Hi my company wants to better tracks how many users are active on our platform. We are using Microsoft SQL Server 2019 as the Database, connected to the Azure Data Studio.
Below are two tables DDLs from our DB:
- CALENDAR TABLE
COLUMN | DATA TYPE | DETAILS |
---|---|---|
CALENDAR_DATE | DATE NOT NULL | Base date (YYYY-MM-DD) |
CALENDAR_YEAR | INTEGER NOT NULL | 2010, 2011 etc |
CALENDAR_MONTH_NUMBER | INTEGER NOT NULL | 1-12 |
CALENDAR_MONTH_NAME | VARCHAR(100) | January, February etc |
CALENDAR_DAY_OF_MONTH | INTEGER NOT NULL | 1-31 |
CALENDAR_DAY_OF_WEEK | INTEGER NOT NULL | 1-7 |
CALENDAR_DAY_NAME | INTEGER NOT NULL | Monday, Tuesday etc |
CALENDAR_YEAR_MONTH | INTEGER NOT NULL, | 201011, 201012, 201101 etc |
- REVENUE ANALYSIS
Column | Data Type | Details |
---|---|---|
ACTIVITY_DATE | DATE NOT NULL | Date Wager was made |
MEMBER_ID | INTEGER NOT NULL | Unique Player identifier |
GAME_ID | SMALLINT NOT NULL | Unique Game identifier |
WAGER_AMOUNT | REAL NOT NULL | Total amount wagered on the game |
NUMBER_OF_WAGERS | INTEGER NOT NULL | Number of wagers on the game |
WIN_AMOUNT | REAL NOT NULL | Total amount won on the game |
ACTIVITY_YEAR_MONTH | INTEGER NOT NULL | YYYYMM |
BANK_TYPE_ID | SMALL INT DEFAULT 0 NOT NULL, | 0=Real money, 1=Bonus money |
Screenshot for both tables below:
CALENDAR TABLE
REVENUE ANALYSIS TABLE
Long story short "active" means that the member has made a minimum of one real money wager in the month.
Every month a member has a certain lifecycle type.
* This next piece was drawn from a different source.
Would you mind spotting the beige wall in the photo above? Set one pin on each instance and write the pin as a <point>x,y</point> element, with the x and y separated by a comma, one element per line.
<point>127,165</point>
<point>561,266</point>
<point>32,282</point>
This status will change on a monthly basis on their previous and current months activity. The statuses are the following:
NEW | First time they placed a real money wager |
---|---|
RETAINED | Active in the prior calendar month and the current calendar month |
UNRETAINED | Active in the prior calendar month but not active in the current calendar month |
REACTIVATED | Not active in the prior calendar month, but active in the current calendar month |
LAPSED | Not active in the prior calendar month or the current calendar month |
We would like initially to get to a view with the columns below:
MEMBER_ID | CALENDAR_YEAR_MONT | MEMBER_LIFECYCLE_STATUS | LAPSED_MONTHS
Also the view should display one row per member per month, starting from the month in which they first placed a real money wager. This view should give their lifecycle status for that month, and if the member has lapsed, it should show a rolling count of the number of months since they were last active.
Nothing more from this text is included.